= National Theatre of Tunisia =

Theatre in Tunis, Tunisia

Logo.

The National Theatre of Tunisia (Théâtre national tunisien) is a Tunisian Government-owned corporation of a cultural nature. Financially autonomous, the theatre was created by Law No. 113 of 30 December 1983 relating to acts 73-74 of the Finance Act of 1983 and meets the same rules and regulations as public institutions. It has been directed by Mohamed Driss since 1988 and the current secretary general is Hamdi Hemaïdi.

==Location==
The Ministry of Culture decided in 1988 that the headquarters of the National Theatre was to be located in the Khaznadar palace, in the Tunis quarter of Halfaouine, near Bab Souika.

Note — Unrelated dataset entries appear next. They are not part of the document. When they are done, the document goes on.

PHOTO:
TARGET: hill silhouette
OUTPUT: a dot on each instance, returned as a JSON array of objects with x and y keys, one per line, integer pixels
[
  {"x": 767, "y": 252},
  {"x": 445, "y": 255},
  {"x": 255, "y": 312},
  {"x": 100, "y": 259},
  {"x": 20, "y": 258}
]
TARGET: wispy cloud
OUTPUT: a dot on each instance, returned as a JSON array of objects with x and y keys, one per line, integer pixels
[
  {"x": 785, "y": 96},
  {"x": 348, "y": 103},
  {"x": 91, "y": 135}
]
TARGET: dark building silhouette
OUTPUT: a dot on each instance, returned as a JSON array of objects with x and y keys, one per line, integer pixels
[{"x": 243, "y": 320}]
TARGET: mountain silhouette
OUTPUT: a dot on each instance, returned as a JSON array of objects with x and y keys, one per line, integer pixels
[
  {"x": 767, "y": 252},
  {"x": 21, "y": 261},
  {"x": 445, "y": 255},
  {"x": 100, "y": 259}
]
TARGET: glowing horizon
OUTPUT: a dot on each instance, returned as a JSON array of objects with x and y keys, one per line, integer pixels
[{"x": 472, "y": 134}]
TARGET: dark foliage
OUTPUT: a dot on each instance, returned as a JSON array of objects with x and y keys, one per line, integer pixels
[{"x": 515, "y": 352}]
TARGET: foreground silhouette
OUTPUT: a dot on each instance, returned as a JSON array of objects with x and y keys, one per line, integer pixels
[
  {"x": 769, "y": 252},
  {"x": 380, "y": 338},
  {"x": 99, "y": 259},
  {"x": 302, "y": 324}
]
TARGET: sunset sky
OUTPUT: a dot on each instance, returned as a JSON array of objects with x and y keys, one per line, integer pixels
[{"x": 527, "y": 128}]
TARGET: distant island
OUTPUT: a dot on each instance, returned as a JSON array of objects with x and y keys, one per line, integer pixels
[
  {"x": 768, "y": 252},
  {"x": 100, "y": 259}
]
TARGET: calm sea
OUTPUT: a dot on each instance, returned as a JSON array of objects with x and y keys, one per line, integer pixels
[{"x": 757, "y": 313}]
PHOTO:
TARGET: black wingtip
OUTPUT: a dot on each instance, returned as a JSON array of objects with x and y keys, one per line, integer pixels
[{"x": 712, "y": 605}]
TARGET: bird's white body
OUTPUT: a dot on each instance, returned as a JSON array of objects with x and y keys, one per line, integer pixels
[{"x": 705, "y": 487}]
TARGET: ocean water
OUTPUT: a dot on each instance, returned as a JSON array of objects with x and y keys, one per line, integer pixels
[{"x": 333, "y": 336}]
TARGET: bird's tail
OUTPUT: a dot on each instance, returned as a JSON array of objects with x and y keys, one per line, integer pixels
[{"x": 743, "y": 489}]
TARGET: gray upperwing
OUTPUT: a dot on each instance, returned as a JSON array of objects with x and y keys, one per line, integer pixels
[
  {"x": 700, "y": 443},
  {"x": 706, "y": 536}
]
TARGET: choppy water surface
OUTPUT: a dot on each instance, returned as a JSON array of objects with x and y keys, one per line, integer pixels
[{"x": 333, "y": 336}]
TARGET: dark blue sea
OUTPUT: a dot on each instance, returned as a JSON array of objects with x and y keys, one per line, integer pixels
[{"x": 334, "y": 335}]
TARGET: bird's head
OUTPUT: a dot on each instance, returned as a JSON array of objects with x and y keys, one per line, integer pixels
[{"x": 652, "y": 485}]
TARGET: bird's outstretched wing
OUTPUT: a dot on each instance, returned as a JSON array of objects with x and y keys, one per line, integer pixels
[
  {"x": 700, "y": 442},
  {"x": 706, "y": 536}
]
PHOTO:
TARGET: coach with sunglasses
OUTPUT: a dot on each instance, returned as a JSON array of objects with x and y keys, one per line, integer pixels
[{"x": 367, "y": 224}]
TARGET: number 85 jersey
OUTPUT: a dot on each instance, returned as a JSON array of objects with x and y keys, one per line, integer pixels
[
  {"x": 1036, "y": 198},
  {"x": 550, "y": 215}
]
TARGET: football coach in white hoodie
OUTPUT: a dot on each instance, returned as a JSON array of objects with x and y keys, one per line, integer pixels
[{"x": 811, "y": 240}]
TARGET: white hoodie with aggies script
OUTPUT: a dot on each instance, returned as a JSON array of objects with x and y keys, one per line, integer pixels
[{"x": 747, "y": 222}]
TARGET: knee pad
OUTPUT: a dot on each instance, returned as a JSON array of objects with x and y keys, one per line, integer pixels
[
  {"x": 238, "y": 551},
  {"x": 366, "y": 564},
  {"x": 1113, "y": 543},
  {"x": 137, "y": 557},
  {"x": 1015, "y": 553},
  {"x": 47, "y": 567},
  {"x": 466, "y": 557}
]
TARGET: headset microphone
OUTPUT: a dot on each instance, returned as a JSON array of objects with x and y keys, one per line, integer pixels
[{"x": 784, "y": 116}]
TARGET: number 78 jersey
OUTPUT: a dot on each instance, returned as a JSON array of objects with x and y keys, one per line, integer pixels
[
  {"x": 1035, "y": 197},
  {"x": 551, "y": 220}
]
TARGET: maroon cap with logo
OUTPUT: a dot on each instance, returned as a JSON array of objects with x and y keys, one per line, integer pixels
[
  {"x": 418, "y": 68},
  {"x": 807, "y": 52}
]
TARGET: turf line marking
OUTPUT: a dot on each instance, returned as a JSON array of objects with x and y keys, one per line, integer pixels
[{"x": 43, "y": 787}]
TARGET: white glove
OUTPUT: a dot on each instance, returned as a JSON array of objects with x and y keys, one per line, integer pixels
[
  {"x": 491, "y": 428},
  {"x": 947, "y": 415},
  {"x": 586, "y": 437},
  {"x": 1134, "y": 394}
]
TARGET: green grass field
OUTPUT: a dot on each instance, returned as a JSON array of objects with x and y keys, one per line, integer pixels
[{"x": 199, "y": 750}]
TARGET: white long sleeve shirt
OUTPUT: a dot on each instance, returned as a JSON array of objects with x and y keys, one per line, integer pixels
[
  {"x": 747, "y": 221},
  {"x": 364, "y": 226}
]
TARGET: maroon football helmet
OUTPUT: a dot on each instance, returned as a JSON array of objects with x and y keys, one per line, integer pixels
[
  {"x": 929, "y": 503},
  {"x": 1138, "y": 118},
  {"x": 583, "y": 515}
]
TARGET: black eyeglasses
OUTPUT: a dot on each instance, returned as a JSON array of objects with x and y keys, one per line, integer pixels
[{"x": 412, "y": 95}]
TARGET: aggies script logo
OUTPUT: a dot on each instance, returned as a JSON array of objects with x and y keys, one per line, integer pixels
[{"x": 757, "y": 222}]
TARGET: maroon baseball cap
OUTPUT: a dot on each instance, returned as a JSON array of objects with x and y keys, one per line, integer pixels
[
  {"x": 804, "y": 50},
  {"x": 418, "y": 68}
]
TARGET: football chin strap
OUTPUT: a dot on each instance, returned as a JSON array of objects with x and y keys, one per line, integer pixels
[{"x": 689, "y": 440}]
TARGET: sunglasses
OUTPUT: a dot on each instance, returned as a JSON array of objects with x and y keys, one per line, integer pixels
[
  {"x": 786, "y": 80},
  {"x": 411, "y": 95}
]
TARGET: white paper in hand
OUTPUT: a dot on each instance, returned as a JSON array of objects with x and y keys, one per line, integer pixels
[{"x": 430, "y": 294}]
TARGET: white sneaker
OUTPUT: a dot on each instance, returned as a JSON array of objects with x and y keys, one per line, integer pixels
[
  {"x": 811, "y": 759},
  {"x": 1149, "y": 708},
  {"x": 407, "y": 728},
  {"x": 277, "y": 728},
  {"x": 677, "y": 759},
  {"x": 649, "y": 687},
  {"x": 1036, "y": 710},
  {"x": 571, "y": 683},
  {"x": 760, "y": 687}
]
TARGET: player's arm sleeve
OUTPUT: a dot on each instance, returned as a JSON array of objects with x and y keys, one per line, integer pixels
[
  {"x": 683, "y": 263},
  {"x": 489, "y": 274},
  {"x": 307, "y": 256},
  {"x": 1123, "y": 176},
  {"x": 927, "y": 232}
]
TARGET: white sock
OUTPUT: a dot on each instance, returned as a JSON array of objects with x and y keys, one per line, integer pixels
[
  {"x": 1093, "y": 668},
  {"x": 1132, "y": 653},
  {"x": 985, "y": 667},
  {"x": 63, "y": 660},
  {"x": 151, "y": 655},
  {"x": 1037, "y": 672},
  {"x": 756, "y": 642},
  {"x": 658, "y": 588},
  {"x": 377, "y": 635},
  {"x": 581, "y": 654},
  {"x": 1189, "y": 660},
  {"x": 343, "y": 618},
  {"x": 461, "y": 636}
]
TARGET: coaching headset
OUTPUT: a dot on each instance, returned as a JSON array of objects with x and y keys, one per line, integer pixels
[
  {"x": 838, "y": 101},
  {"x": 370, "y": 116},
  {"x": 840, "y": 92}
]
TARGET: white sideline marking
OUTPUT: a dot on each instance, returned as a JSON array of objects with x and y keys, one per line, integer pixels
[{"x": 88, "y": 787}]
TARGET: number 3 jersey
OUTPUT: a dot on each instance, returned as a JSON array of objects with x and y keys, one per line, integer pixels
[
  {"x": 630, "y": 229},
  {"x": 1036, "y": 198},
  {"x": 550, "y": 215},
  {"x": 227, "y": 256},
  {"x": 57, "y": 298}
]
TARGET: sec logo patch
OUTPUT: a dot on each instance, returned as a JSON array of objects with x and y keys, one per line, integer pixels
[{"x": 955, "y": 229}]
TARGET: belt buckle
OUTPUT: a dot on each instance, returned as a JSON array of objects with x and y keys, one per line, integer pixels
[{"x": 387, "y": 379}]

Upon the designation, the palace was renamed Palace Theater. (قصر المسرح) Built in the mid-nineteenth century by the Grand Vizier Mustafa Khaznadar, the palace served from 1903 to 1986 as an elementary school.

==Renovations==
Mohamed Driss, when appointed to head the theatre in 1988, began a large renovation and restoration of cultural spaces of the National Theatre. Among the renovated spaces include:

- the studio Habiba Msika for physical exercises and dance;
- the studio Aly Ben Ayed for rehearsals and training;
- the workshop costumes;
- and a carpentry workshop.

The former Le Paris cinema, as decided of the National Theatre by the new president Zine el-Abidine Ben Ali, was also renovated. Since then, the room, renamed the Fourth art room (الفن الرابع) has been equipped with modern technical infrastructure. Among the improvements made include:

- the renovation of the facade of the hall;
- management halls;
- cool room;
- the upholstery of the chairs;
- and the creation of a Rached Manai design studio.

These developments allowed the opening of the theater to the public in October 1993. The hall can accommodate 350 people and is home, every cultural season (from October 1 to June 30), to more than 80 performances. In addition, a rehearsal hall was built in the "palace theater" Halfaouine opened in March 1993.

Work for communication between the Fourth art room and the upper floor housing space of intermission, are in a state of studies.